THE shameful abdication of care – and complete absence of basic respect for human life – which resulted in the unnecessary deaths of hundreds of patients within the Mid-Staffordshire NHS Trust has rightly triggered a response from Health Secretary Jeremy Hunt which places far greater emphasis on the fundamental aspects of nursing.
Student nurses will have to work for up to a year as junior healthcare assistants if they want to receive funding for their nursing degrees in what is a worthy attempt to ensure that those coming into the profession have more extensive hands-on experience of tending to the personal needs of patients.
Yet the fact that such a reform is deemed to be necessary amounts to a damning indictment of a profession that has shifted too far from its original role – with potentially disastrous consequences for those receiving treatment in our hospitals.

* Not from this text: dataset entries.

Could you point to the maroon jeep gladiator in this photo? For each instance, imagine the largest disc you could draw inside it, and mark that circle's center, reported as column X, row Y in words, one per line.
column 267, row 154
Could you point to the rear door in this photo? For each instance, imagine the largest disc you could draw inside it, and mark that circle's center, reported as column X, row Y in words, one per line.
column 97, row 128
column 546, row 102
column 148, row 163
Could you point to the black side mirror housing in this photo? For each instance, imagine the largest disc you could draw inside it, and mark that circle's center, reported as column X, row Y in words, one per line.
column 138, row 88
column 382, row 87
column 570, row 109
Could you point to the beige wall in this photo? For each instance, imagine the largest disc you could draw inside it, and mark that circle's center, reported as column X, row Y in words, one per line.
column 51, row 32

The academicisation of the nursing profession has seen the teaching of basic care play second fiddle to keeping patients clean and comfortable, the primary role of all nursing.

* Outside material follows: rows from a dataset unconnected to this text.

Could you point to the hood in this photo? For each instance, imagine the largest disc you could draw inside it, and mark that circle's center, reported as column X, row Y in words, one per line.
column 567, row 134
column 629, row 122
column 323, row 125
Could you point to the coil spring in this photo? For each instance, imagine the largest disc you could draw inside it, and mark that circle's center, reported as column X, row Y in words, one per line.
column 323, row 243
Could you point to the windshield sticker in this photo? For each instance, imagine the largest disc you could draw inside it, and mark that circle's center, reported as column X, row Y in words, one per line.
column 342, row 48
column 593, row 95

There is nothing wrong with nurses having ambition – they should certainly not be regarded merely as doctors’ handmaidens – but this desire for career advancement must never come at the expense of their patients.

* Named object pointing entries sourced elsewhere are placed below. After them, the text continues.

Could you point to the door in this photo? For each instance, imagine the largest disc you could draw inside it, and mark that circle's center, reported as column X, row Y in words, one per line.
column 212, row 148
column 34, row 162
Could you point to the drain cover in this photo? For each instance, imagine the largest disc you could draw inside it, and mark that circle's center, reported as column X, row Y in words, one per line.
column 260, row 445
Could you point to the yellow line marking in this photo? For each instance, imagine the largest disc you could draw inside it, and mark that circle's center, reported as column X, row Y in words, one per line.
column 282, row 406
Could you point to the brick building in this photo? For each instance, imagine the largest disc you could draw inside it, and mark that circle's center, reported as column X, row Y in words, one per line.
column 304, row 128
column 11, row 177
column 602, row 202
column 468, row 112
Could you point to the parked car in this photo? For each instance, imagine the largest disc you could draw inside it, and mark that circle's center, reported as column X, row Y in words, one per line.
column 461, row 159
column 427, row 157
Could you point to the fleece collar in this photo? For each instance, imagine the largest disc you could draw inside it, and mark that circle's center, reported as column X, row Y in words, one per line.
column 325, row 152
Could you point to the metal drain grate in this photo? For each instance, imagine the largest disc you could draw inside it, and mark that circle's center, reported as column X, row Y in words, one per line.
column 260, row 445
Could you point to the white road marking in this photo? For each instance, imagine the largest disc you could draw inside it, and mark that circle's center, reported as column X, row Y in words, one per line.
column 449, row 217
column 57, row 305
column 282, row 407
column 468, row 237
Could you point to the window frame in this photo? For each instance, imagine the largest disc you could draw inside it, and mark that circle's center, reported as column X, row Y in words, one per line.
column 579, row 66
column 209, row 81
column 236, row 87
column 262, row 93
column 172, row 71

The move to place a “duty of candour” on providers of NHS services – with patients being told if something gone has wrong in their care – is another welcome reform that was recommended by the Francis Report. The pledge to cut the bureaucratic burden on frontline staff by a third will, it is hoped, free up more time to be spent attending to patients’ basic needs – even it is something as simple as ensuring the thirsty have a ready supply of water rather than having to drink the contents of flower vases.
Yet, for all the sensible measures outlined by Mr Hunt, his reform prescription is undone by one glaring oversight. While the Health Secretary emphasised the importance of leadership, the fact that Sir David Nicholson, who presided over the shocking events at Mid-Staffordshire, remains chief executive of the NHS sends out the message that failure – of even the most abject kind – will continue to be tolerated.